The application does not fall within the grounds for review and seeks to reopen disputes which have been heard and determined to fruition.  This should not be allowed and would be a waste of judicial time if not in toto an abuse of the process of court.  It is not supported by the authority of Musiara vs Ntimama (Supra) and should therefore fail and be dismissed.

Further, ignorance as pleaded and submitted is a red herring intended to wit the sympathy of the court, or altogether hoodwink the court.
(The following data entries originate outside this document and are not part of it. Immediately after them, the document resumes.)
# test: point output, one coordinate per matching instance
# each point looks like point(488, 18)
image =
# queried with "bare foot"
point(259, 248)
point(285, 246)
It should be ignored.  The submission on the financial resources of the respondent/applicant is not relevant as this is misplaced.  It should have been adduced at the hearing of the suit.  Moreover, judgement has been entered against the respondent/applicant and she is bound to meet the same.

The issue for determination therefore is whether the application is a deserving case for review.  It is not.  The claimant/respondent’s case is all convincing.  A grant of the orders sought would be dare devil.  It would open floodgates and create dangerous precedent where loosing parties would look for every excuse to re-clothe and appear through the back door.  This would confuse the operations of court and endanger the philosophy of bringing litigation to an end.  It would frustrate and defeat the ends of justice.

I am therefore inclined to dismiss this application with costs to the claimant/respondent.

Delivered, dated and signed the 24th day of April, 2014.

D.K.Njagi Marete

JUDGE

Appearances:

1. Mr. Nderitu Komu instructed by Nderitu Komu & Company Advocates for the claimant/respondent.

2. Mr. Robert Githaiga instructed by Robert Githaiga & Company Advocates for the respondent/applicant.